Not ordered by liking

Bhagavad Gita (Gita Press, Gorakhpur edition) Ancient wisdom on duty, action, and detachment. I return to it when I need clarity on hard decisions.

The Three-Body Problem Trilogy by Liu Cixin Hard sci-fi that makes you feel small in the best way. The Dark Forest theory will change how you see the universe.

Rework: Change the Way You Work Forever by Jason Fried & David Heinemeier Hansson The anti-business book. Skip the business plan, ignore investors, build less. Proven by the Basecamp founders.

The Book of Mirdad by Mikhail Naimy A spiritual allegory by Khalil Gibran’s close friend. Poetic, profound, and quietly life-changing.
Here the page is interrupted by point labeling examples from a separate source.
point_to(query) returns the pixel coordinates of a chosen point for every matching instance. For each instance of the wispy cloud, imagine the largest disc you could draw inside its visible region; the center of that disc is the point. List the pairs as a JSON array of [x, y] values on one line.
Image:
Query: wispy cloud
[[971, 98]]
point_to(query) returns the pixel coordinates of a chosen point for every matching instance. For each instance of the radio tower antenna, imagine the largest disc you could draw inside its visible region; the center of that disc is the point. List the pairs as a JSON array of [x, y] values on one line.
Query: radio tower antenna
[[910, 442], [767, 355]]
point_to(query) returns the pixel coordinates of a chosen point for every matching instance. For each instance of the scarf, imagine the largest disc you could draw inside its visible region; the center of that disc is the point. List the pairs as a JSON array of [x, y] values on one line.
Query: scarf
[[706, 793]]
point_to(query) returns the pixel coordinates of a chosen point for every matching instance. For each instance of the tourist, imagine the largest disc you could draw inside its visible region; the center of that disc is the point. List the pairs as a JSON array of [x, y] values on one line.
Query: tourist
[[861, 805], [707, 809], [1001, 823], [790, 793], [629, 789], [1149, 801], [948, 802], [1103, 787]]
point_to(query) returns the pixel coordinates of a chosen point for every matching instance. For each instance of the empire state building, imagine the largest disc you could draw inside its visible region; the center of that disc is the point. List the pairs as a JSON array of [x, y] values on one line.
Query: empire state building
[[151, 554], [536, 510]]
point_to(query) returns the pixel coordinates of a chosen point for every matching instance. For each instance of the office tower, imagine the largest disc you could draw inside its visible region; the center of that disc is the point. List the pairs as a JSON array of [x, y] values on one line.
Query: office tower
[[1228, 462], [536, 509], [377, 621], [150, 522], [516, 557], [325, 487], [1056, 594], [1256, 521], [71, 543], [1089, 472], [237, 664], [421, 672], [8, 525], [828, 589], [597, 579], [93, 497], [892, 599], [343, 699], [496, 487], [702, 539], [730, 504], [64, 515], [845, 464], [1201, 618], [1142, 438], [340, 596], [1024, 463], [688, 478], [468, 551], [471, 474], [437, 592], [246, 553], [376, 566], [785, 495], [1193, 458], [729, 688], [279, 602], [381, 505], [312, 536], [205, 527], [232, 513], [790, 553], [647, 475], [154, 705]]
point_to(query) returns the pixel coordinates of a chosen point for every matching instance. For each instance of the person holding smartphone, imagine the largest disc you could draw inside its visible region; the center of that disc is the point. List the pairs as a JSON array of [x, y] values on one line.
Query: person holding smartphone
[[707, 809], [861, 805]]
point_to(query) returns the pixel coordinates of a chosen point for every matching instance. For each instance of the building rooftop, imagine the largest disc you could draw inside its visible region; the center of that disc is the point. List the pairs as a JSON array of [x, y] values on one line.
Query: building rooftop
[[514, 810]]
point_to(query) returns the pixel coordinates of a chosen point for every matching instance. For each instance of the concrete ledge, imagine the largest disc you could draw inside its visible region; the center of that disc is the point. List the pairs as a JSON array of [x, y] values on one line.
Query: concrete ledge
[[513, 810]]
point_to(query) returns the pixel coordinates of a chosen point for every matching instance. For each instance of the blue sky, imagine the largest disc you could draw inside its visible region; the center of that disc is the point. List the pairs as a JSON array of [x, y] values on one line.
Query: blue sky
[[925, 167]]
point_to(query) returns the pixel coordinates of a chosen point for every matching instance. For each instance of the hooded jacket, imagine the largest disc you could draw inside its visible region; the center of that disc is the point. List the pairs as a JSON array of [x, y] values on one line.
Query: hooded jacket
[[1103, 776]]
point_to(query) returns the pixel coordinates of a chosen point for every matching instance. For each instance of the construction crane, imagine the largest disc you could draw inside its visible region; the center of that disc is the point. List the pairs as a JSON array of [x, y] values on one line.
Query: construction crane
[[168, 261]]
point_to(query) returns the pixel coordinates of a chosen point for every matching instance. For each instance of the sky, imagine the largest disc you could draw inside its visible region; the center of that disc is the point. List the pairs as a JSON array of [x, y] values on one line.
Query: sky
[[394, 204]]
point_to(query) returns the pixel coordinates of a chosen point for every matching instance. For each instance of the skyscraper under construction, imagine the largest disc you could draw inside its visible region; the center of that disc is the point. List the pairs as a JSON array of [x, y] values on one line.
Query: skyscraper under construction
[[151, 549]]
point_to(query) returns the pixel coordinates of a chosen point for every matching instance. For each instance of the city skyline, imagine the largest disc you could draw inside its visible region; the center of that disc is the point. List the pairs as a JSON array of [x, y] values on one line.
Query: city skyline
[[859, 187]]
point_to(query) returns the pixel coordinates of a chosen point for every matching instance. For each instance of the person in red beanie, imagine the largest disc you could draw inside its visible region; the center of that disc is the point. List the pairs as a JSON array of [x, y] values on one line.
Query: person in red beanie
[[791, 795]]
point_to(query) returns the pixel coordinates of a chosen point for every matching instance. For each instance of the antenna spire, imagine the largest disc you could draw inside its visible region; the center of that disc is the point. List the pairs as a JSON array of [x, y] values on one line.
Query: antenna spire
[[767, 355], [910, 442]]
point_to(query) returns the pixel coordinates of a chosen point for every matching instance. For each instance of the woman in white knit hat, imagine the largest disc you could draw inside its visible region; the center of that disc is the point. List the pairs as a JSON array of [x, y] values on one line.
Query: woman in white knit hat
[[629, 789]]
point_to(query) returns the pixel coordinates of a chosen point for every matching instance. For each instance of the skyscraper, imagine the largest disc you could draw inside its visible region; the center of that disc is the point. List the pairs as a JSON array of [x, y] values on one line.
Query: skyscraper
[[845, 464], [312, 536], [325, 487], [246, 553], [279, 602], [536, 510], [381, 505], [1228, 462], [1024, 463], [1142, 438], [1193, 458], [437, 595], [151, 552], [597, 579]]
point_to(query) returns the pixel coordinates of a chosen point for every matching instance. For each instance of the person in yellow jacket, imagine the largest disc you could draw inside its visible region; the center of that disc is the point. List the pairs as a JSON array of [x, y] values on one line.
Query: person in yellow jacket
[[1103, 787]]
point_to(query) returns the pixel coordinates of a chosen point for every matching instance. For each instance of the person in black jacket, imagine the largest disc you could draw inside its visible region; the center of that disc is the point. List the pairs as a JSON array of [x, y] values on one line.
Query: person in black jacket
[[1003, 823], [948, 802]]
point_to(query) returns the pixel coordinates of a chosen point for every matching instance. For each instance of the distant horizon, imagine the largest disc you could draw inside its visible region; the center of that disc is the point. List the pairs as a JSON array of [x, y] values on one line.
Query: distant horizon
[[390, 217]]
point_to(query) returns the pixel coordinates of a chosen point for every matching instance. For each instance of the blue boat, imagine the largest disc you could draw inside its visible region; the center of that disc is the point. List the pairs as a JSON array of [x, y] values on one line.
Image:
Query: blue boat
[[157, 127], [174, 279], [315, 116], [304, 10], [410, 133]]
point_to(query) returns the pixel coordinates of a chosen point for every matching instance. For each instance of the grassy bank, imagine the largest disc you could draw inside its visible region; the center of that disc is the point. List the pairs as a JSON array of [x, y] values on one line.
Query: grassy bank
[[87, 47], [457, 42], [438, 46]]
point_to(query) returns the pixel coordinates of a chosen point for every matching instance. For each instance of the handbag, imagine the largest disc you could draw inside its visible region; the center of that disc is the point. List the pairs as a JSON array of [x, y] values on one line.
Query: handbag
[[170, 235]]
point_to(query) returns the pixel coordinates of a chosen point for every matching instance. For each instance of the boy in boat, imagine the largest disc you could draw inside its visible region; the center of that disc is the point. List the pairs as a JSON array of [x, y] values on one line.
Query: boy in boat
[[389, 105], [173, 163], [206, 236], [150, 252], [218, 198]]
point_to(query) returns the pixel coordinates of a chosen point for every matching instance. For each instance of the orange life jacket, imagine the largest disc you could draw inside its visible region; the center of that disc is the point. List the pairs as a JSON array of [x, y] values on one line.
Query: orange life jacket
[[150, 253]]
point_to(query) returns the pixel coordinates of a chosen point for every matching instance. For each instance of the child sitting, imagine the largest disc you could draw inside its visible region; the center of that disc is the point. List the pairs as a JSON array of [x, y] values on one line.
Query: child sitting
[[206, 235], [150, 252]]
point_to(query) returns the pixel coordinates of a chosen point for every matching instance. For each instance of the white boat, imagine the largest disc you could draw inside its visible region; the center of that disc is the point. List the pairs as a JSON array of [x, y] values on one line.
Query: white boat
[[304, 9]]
The Joy of X: A Guided Tour of Math, from One to Infinity by Steven Strogatz Math made accessible and fun. Strogatz is the teacher you wish you had in school.

Radical Candor by Kim Scott Challenge directly, care personally. The framework I use for giving feedback and building trust with teams.

Clean Code: A Handbook of Agile Software Craftsmanship by Robert C. Martin The bible for writing readable, maintainable code. If you write software, you should read this once a year.

Zero to One: Notes on Startups by Peter Thiel Contrarian thinking on building monopolies, not competing. Every startup should create something new, not copy what exists.

No Rules Rules: Netflix and the Culture of Reinvention by Reed Hastings & Erin Meyer How Netflix built a culture of radical candor, talent density, and freedom with responsibility. Changed how I think about scaling teams.

Man’s Search for Meaning by Viktor E. Frankl A Holocaust survivor’s case for finding purpose in suffering. Short, devastating, essential.

Gitanjali by Rabindranath Tagore The Nobel Prize-winning collection of prose poems. Devotional, meditative, timelessly beautiful.